When unattended environmental & economic crisis lead to social chaos, not even gated communities are safe. In a night of fire and death, Lauren Olamina, a minister’s young daughter, loses her family and home and ventures out into the unprotected American landscape. But what begins as a flight for survival soon leads to something much more: a startling human destiny…and the birth of a new faith.

Parable Of Sower

By itself, there’s nothing wrong with that. It’s a good hook, sounds interesting, and explains what the book is about.

The problem is, this doesn’t happen until nearly halfway through.

If a blurb describes an event in the story, I expect to read about it as soon as possible. Preferably in the opening chapter. I already know it’s going to happen, it’s the event that convinced me to start reading, so why wait?

Instead, by revealing such a major turning point, I was left wondering when the story I was promised was going to start. I was bored and frustrated.

I understand there’s a lot of pressure to write a blurb that convinces people to buy the book, but revealing something like that demonstrates no confidence in the story and weakens the reading experience. It’s unfair to author and reader.

A blurb shouldn’t reveal anything the first Few chapters Don’t.

Uprooted by Naomi Novik has a great blurb. It summaries the important points – Wizard. Check. Enchanted forest. Check – and hints at what’s to come. It reveals nothing past what happens in the first chapter. The rest of the story is left for the reader to discover.

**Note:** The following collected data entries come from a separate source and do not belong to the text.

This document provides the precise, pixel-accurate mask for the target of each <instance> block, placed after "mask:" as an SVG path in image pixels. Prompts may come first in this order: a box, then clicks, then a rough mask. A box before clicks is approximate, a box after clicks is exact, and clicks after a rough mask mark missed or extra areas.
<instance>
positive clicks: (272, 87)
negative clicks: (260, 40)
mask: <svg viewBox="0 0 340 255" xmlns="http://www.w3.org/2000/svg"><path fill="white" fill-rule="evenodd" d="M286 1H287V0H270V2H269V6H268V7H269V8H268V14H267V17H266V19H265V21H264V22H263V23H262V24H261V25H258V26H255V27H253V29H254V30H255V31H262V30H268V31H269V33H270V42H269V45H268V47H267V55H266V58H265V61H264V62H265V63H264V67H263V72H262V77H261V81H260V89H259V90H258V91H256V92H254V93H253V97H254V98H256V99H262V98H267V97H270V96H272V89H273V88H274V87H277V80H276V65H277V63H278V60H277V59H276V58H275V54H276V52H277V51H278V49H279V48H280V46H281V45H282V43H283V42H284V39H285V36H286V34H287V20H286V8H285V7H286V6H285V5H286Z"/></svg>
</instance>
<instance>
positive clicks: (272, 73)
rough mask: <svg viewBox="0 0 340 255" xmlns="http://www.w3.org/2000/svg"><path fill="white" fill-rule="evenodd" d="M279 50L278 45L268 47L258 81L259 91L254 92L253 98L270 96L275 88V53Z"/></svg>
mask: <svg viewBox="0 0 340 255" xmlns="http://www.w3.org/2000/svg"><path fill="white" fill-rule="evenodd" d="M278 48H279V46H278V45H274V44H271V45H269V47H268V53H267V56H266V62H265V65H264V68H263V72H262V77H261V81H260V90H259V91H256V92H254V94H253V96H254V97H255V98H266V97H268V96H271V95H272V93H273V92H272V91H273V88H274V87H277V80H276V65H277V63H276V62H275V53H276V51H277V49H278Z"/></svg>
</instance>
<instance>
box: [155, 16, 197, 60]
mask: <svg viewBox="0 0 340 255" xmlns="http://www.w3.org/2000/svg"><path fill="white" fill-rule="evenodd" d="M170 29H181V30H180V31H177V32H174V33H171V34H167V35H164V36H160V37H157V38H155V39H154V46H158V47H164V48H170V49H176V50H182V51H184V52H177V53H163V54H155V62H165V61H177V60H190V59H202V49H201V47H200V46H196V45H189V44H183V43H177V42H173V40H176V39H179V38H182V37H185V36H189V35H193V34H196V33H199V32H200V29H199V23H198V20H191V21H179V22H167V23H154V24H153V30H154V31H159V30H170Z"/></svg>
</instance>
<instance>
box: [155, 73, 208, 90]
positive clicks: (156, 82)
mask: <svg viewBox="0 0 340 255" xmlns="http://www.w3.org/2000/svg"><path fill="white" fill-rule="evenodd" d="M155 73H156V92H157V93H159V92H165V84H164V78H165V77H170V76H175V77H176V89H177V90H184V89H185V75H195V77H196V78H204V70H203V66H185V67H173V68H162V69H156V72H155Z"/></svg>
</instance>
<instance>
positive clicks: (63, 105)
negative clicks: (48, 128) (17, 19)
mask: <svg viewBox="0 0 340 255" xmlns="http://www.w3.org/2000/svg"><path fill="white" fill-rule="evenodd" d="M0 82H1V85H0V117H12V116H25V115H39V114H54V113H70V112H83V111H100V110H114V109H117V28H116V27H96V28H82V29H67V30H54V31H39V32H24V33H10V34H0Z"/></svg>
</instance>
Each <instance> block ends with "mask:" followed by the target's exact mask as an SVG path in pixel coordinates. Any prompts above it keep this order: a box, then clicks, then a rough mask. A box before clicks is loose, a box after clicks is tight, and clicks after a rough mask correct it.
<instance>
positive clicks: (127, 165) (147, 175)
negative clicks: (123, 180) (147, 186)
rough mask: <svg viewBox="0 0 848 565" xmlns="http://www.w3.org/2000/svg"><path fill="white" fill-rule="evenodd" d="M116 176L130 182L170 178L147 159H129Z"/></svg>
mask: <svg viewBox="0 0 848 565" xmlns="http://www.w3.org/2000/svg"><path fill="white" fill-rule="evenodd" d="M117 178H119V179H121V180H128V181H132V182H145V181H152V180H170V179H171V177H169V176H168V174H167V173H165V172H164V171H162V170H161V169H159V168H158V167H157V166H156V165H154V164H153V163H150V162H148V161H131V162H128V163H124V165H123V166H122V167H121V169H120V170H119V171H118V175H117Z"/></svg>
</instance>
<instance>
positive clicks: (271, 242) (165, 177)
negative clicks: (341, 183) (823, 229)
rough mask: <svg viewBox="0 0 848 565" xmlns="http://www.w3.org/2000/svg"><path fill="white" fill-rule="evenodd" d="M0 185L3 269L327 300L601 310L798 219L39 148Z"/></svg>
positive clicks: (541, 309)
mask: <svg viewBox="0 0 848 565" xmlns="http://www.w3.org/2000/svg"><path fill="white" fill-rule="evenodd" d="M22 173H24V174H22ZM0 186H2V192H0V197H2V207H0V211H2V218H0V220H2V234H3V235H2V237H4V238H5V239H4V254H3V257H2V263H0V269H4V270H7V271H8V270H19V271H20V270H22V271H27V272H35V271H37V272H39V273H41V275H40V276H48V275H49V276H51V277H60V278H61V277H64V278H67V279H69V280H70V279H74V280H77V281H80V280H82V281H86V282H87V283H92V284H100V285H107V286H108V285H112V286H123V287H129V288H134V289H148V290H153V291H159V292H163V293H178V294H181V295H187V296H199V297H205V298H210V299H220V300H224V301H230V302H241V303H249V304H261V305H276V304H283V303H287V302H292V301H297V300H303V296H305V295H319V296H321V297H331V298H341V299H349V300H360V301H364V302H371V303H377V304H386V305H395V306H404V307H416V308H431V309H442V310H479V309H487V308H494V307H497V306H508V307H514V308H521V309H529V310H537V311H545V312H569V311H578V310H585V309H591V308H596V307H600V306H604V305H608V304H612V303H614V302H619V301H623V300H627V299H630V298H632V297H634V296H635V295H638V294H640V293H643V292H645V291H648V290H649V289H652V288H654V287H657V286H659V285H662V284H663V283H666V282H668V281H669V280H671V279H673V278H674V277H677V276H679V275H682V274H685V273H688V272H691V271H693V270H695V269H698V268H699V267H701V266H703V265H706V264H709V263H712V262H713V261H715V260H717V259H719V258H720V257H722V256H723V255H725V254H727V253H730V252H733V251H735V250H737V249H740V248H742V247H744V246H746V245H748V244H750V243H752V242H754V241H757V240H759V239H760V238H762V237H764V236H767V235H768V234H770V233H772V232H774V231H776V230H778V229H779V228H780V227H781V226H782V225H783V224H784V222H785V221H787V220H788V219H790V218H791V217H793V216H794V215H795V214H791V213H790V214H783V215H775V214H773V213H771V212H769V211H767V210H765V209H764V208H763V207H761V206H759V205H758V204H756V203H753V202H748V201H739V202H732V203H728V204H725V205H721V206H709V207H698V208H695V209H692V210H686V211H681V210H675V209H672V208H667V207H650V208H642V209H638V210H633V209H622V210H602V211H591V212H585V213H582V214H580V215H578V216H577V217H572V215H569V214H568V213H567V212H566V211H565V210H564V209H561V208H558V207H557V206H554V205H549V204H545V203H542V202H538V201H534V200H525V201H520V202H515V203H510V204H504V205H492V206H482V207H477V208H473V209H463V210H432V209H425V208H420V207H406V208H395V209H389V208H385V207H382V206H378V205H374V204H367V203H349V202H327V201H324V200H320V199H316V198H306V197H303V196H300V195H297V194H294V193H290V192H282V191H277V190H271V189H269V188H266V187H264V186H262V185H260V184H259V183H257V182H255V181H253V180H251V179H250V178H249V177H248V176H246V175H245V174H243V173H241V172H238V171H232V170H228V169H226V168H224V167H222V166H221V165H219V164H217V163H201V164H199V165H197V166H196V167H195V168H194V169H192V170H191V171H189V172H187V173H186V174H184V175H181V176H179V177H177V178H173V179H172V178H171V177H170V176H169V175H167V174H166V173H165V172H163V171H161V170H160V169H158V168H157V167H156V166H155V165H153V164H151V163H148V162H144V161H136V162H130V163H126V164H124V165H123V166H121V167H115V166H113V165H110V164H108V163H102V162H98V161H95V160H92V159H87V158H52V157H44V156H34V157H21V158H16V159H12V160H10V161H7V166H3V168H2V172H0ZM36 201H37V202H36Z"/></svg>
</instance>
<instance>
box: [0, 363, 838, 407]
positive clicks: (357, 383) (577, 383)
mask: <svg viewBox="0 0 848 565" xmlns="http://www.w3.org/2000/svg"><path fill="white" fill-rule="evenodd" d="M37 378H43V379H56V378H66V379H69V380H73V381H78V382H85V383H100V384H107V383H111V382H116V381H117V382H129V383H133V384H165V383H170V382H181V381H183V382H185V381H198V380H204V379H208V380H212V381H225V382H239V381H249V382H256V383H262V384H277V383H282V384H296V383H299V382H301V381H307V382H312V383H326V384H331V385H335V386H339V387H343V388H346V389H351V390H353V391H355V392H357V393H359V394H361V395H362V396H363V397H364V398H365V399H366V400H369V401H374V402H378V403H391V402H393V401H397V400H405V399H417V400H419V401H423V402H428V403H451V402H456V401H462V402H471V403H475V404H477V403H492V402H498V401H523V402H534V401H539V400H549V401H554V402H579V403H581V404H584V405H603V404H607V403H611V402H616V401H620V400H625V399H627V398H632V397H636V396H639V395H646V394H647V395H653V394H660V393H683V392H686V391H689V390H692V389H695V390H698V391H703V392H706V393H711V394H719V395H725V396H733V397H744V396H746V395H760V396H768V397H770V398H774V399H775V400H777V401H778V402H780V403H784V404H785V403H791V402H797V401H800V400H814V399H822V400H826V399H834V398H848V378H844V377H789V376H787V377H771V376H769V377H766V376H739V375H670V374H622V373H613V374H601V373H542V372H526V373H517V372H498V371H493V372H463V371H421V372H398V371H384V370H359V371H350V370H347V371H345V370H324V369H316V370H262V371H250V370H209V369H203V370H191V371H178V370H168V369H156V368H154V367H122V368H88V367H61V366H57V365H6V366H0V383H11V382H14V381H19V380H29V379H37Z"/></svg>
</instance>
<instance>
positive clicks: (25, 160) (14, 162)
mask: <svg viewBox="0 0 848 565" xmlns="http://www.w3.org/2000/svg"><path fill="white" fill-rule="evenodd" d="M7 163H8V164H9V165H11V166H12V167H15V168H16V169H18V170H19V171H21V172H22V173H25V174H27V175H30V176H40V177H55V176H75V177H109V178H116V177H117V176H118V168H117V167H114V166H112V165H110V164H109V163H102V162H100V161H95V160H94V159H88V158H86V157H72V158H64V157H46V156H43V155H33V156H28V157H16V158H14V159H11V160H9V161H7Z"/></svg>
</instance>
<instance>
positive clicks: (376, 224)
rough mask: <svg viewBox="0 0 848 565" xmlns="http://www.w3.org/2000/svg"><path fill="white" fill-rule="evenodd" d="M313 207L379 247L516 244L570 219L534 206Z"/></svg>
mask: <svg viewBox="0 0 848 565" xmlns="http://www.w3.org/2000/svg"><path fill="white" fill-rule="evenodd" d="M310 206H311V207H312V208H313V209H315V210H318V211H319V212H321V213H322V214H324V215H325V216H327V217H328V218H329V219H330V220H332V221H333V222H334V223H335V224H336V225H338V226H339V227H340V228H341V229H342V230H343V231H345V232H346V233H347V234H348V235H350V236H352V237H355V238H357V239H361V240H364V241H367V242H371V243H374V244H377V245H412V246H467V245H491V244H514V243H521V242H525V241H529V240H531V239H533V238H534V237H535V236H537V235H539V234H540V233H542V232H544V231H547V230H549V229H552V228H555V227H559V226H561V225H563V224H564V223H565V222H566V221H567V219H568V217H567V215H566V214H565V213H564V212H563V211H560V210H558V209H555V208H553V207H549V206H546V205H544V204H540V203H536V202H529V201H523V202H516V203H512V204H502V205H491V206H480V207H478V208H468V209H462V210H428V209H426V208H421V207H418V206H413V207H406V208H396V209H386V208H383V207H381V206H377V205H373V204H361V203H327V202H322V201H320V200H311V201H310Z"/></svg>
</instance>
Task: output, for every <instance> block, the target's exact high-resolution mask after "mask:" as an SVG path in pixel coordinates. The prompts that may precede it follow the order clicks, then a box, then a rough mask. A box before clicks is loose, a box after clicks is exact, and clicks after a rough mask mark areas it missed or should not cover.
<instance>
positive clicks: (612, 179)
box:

Agnieszka loves her village, set deep in a peaceful valley. But the nearby enchanted forest casts a shadow over her home. Many have been lost to the Wood and none return unchanged. The villagers depend on an ageless wizard, the Dragon, to protect them from the forest’s dark magic. However, his help comes at a terrible price. A young village woman must serve him for ten years, leaving all she values behind.
Agnieszka fears her dearest friend Kasia will be picked at the next choosing, for she is everything Agnieszka is not – beautiful, graceful and brave. Yet when the Dragon comes, it’s not Kasia he takes.

Uprooted

While I wasn’t 100% happy with everything that happened in Uprooted, I had a lot more fun reading it than I did Parable of the Sower. I was surprised by each twist, new character, and by how the story evolved. I felt like I was discovering a story, rather than waiting for one.

A blurb should benefit the book, not detract from it. It shouldn’t spoil anything past the first few chapters. And if nothing blurb-worthy is happening in the opening chapters, maybe those chapters shouldn’t be there.